At the entrance to the kraal, they were met by a Nigerian drug dealer/bouncer, who directed their attention to a sign, which read: “No guns, knives, knuckledusters, nail files, Bibles, wives, scissors, or condoms are allowed on these premises. Showers are available to prevent the contracting of AIDS.”

Piet and his thirsty men readily complied with this reasonable request. Leaving their Sannas, Bibles, and other weapons outside of the palace grounds, they paid the cover charge, and entered the palace. 

(Oh yes, I almost forgot to mention: they also left behind their Sannas, Magrietjies, Johannas, Magdalenas, and Gertruidas. Wives were not allowed inside the palace, remember? You really have to pay more attention in class!)
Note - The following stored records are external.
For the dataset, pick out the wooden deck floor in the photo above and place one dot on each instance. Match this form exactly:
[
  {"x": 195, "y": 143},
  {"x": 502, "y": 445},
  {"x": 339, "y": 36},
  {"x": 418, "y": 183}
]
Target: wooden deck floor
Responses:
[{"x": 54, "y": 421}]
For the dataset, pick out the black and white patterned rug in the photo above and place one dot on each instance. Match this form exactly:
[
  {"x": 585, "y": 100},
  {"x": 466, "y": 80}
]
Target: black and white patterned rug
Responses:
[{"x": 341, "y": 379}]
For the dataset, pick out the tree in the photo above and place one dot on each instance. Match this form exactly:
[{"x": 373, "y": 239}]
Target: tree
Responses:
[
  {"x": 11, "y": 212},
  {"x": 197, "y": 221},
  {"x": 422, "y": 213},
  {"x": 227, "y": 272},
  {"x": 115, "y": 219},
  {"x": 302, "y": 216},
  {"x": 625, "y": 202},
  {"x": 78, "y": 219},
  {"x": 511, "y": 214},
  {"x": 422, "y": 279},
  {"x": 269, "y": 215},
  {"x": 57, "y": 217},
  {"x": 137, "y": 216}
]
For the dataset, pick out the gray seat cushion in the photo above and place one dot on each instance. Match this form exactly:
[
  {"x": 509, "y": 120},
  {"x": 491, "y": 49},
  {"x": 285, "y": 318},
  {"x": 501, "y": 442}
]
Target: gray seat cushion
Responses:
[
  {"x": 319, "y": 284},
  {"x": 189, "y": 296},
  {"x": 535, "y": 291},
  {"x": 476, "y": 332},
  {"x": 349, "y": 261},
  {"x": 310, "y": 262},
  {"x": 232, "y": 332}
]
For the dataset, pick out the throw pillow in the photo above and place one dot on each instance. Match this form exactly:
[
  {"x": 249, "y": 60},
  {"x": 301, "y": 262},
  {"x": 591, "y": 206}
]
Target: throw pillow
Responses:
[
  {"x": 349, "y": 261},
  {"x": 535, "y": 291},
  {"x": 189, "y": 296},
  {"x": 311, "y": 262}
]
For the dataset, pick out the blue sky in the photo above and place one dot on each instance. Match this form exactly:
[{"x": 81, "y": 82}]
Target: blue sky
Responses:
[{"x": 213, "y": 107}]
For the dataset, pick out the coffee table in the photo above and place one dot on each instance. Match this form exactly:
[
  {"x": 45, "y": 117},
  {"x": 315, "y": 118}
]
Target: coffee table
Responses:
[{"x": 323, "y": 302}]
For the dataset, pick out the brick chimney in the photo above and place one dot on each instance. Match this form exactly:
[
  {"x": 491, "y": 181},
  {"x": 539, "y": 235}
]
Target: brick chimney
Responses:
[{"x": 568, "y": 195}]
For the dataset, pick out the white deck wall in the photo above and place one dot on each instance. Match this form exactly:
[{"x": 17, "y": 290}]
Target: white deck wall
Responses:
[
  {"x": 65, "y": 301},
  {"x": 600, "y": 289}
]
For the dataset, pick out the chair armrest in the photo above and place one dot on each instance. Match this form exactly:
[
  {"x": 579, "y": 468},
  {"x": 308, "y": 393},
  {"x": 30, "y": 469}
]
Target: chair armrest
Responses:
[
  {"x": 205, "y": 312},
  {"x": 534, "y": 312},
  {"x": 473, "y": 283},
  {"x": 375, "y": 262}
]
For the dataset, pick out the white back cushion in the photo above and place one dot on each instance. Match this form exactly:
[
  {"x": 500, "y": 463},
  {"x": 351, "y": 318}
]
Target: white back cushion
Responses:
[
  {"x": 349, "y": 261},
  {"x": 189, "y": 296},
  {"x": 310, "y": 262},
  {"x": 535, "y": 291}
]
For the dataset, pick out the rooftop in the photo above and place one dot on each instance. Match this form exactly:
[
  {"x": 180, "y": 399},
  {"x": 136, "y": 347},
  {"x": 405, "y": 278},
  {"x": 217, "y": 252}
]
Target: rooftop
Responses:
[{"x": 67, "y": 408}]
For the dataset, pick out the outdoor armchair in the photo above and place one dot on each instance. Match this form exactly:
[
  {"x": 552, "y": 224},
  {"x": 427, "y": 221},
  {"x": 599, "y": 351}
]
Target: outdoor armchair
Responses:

King Dingus’ kraal was, in fact, a Zulu theme park – with quaint huts – built in the shape and size of the breasts of one king’s favourite concubines. The huts were constructed of scrap pieces of wood, plastic bags, and stolen sheets of corrugated iron; much like the modern South African squatter camps human settlements we’ve all come to know. (There was no bunker – that only came later.)  

Festive fires lit up the night sky (the electricity was off again; due to power sharing) and Julius Sinatra’s hit song, **“Doo bee doo bee doo, Dubul’ ibhunu,” was being romantically piped through hollow ox horns mounted against acacia trees.

After drinking a couple of gallons of homebrewed Heineken, and smoking a large heap of Durban Poison, Piet and the boys (the white guys, that is), quickly got into the swing of things. They even joined the boys (the black guys, that is) in singing ***“Dubula! dubula! dubula nge s’bhamu!”

The Voortrekkers, having been on the wagon trail for months, must have felt their toes curling in their velskoens at the sight of the lovely, nubile young ladies, who were dancing topless around the fires – with only reeds for protection.

And then, one supposes, the inevitable happened – one of the randy Boers tried to sample the forbidden fruits.

This was when king Dingus decided: enough is enough. He leapt to his feet shouting: “Bambani laba bathakathi!” Which in the vernacular means: “Kick their bloody white backsides back to Orania where they came from!”

The Sannas were left outside (along with the Sannas, Magrietjies, Johannas, Magdalenas, and Gertruidas); the Zulus had their spears to hand; and the rest as they say, is convoluted history.

THE END

Acknowledgement

I would like to thank Thamsanqa Jantjie, without whom this story would have been about prawns and rocking horses.

*1837BZ – 1837 Before Zuma

**Doo bee doo bee doo, Dubul’ ibhunu – Strangers in the Kraal

***Dubula! dubula! dubula nge s’bhamu! – Waka! Waka! This time for Africa!